This analysis requires two different folders to exist within the main folder. Those are "data" and "priv". The "data" folder is the place where you should store your datasets downloaded from LONI. The priv folder is the one the results will be exported to. These folders will be generated automatically at the beginning of this script, if they don't exist.

# Importing and Setting Paths

In [None]:
import os
import pandas as pd
import numpy as np
import warnings
import sys

#add path to utils folder with shared functions
sys.path.append("../utils")
from helpers import get_latest_file

# Automatically find the "Useful PPMI Clinical Codes" directory
CURRENT_DIR = os.getcwd()
while not CURRENT_DIR.endswith("Useful-PPMI-Clinical-Codes") and os.path.dirname(CURRENT_DIR) != CURRENT_DIR:
    CURRENT_DIR = os.path.dirname(CURRENT_DIR)

BASE_DIR = CURRENT_DIR

# Define paths for "data" and "report" directories
DATA_DIR = os.path.join(BASE_DIR, "data")
PRIV_DIR = os.path.join(BASE_DIR, "priv")

# Ensure both directories exist, create them if not
for directory in [DATA_DIR, PRIV_DIR]:
    if not os.path.exists(directory):
        os.makedirs(directory)
        print(f"Created missing folder: {directory}")
    else:
        print(f"Found folder: {directory}")

# Ignore persistent warnings
warnings.simplefilter("ignore", UserWarning)

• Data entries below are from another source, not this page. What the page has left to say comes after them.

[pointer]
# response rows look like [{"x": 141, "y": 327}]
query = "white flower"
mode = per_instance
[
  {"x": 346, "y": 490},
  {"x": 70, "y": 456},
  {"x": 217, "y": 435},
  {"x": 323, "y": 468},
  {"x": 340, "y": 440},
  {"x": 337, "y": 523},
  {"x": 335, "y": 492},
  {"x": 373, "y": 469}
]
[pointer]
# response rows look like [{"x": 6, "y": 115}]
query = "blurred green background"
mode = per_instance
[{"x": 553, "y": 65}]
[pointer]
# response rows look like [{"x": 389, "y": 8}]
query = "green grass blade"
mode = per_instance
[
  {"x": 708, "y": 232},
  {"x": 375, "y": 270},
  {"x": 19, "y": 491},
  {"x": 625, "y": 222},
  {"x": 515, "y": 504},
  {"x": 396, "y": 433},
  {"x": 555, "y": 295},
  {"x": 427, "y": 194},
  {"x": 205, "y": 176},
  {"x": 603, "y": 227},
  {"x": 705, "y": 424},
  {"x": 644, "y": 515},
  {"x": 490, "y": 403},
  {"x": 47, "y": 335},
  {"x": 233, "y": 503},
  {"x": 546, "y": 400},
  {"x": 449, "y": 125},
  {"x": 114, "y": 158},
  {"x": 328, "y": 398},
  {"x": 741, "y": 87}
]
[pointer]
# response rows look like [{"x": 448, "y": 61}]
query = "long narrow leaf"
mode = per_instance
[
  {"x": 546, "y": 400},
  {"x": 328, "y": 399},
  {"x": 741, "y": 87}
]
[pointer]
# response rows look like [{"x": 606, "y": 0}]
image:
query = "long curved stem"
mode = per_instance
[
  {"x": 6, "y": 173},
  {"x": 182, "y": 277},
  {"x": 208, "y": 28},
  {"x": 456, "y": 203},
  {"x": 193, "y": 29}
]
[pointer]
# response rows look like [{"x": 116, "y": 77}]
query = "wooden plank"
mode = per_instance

# Configure Pandas for better data visualization
pd.set_option('display.max_rows', 250)
pd.set_option('display.max_columns', None)
pd.set_option('display.width', None)
pd.set_option('display.max_colwidth', None)
pd.options.display.float_format = "{:,.3f}".format

# List available files in both directories
print("Files in data directory:", os.listdir(DATA_DIR))
print("Files in priv directory:", os.listdir(PRIV_DIR))


# LEDD calculation

Levodopa Equivalent Daily Dose (LEDD) is a concept that identifies the total dosage of medications used to treat PD. It is important because it gives us information on how difficult it is to treat a specific patients. This data is already present in a PPMI data cut, however, this script also tries to produce LEDD of specific subgroups of medications such as levodopa-specific LEDD, MAO-B inhibitors, dopamina agonists etc

The latest LEDD calculation formulas are based on: https://movementdisorders.onlinelibrary.wiley.com/doi/full/10.1002/mds.29410

**Necessary PPMI datasets:** LEDD Concomitant Medication Log and MDS-UPDRS Part III Treatment Determination and Part III: Motor Examination

Limitation: interpreting COMT adjustments should probaby take into account how many times that patient takes it, but the current script doesn't do this

**Last Update:** February 9, 2025

## Reading

MDS-UPDRS Part III. This will be used as a proxy for a merger of EVENT_ID

In [None]:
MDS3_FILE = get_latest_file(prefix="MDS-UPDRS_Part_III", directory=DATA_DIR)
MDS3 = pd.read_csv(MDS3_FILE)
print('Length of the dataset:', len(MDS3))
MDS3.head()

LEDD datasheet

In [None]:
LEDD_FILE = get_latest_file(prefix="LEDD_Concomitant_Medication_Log")
LEDD = pd.read_csv(LEDD_FILE)
print('Length of the dataset:', len(LEDD))
LEDD.head()

**Explanation:** Differently from most PPMI notebooks, data in this dataset is not organized in EVENT_ID, so each we will need to apply the total LEDD for each EVENT_ID. Columns of interest are "LEDTRT" (name of the medication), "STARTDT" (Start Data), STOPDT (Stop Date) and "LEDD" (total already calculated LEDD). This script will, therefore, try to interpret this dataset and create columns that represent the LEDD for all medication times applied to each timepoint, so that it can facilitate analyses.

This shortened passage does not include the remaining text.